Schnelles Handeln hat dabei absolute Priorität, denn die dramatischen Folgen der Coronapandemie sind in diesen Bericht noch gar nicht eingeflossen. Soziale Ungleichheiten und Benachteiligungen sind durch die Krise sichtbarer und an vielen Stellen noch größer geworden.

Verschärfung durch die Krise

Beispielhaft werden die gestiegenen Bedarfe im Rahmen der Schulsozialarbeit von Inside@School offenbar. Bereits bestehende Probleme haben sich unter Lockdown-Bedingungen verschärft, der Hilfebedarf insgesamt ist gestiegen. Strukturelle Benachteiligungen und systemimmanente Faktoren wirken sich individuell auf Kinder, Jugendliche und Familien aus. In einigen Familien mit niedrigem sozioökonomischem Status zeigte der fehlende Präsenzunterricht besonders dramatische Auswirkungen, da es an vielerlei Kompensationsmöglichkeiten mangelt, die in anderen Familien selbstverständlich sind. So fehlte u.a. die Ausstattungen für Endgeräte, um am Distanzunterricht teilnehmen zu können. Über gespendete Laptops hat Condrobs in über 50 Familien die unmittelbarsten Engpässe abgemildert. Die Fachkräfte von Condrobs haben mit intensiver Betreuung den sich abzeichnenden Lernrückständen soweit wie möglich entgegengewirkt.
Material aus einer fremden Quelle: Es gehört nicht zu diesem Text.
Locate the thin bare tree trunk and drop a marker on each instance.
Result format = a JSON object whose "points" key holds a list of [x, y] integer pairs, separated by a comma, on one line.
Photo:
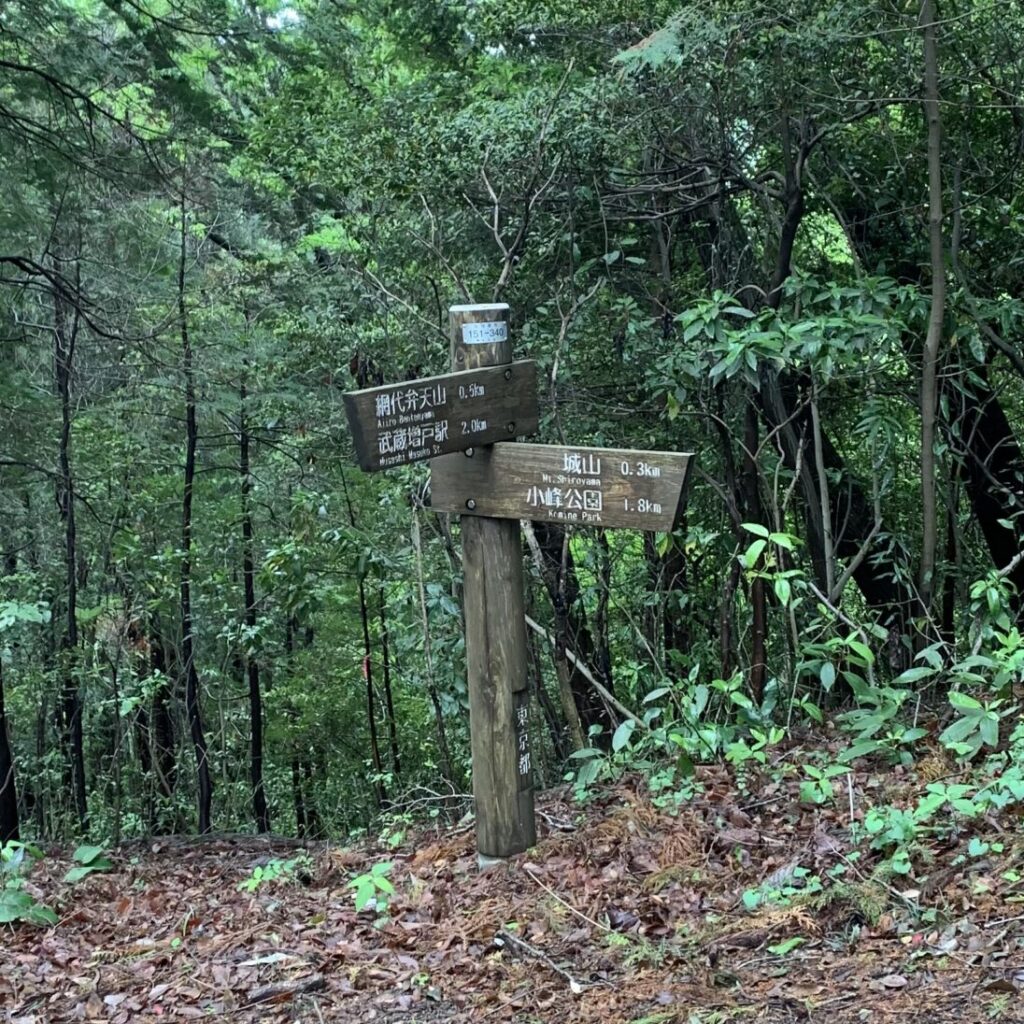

Die nun zunehmend sichtbar werdenden Auswirkungen der Krise zeigen, dass die Kinder- und Jugendhilfe an jeder Stelle besonders gefordert und nötig ist. Die Bedarfe der Kinder und Jugendlichen müssen mit Nachdruck erfüllt werden, Benachteiligungen, strukturelle Ausgrenzungen, insbesondere deren Verschärfung dürfen nicht hingenommen werden. Die entsprechende politische Weichenstellung ist hierzu dringend erforderlich.